Kaszę gryczaną gotujemy w rondelku z odrobiną oleju / nie bedzie się wówczas sklejała/
Po ugotowaniu studzimy i łączymy z mięsem mielonym, dodajemy cebule/ utartą na tarce o średniej grubości oczkach, nigdy nie kroimy/ oraz pozostałe składniki, doprawiamy.
Z jajek, mąki,oleju, mleka i wody robimy ciasto trochę gęstsze od tego na naleśniki.

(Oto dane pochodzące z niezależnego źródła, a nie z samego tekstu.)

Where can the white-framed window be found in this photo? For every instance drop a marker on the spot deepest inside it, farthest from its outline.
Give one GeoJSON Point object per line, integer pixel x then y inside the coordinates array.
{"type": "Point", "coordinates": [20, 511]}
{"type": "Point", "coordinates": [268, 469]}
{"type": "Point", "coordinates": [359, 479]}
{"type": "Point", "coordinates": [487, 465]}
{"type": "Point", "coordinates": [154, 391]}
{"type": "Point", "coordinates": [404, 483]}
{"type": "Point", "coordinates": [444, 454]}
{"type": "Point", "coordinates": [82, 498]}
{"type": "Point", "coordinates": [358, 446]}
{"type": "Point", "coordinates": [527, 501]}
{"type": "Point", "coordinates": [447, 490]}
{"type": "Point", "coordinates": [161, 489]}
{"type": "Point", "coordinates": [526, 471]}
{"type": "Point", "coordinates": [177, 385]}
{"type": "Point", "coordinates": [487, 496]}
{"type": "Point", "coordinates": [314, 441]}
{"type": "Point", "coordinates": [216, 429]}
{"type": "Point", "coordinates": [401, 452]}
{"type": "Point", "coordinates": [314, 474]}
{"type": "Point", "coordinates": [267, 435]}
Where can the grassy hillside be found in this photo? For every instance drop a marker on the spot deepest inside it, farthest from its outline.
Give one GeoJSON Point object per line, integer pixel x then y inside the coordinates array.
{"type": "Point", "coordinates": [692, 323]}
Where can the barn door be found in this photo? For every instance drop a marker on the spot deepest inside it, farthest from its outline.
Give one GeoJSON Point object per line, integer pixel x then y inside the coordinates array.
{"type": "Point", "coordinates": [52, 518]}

Z tak przygotowanego farszu robimy malutkie kotleciki,które po obtoczeniu w niewielkieju ilości mąki, zanurzamy we wcześniej przygotowanym cieście i smażymy na mocno rozgrzanym oleju z obu stron na złoty kolor. Fantastyczne z dodatkiem tartej, smazonej marchewki i kartoszkami, /to zdanie mojego meża i tych wszystkich, którzy próbowali/ a jeśli lubicie czosnek to....dam przepis na sałatke z buraczków,ale następnym razem. Smacznego.
emiloos (2005-03-24 13:30)
Jak duży ma być ten rondelek? Bo mam 2 które znacznie się różnią wielkością... :-)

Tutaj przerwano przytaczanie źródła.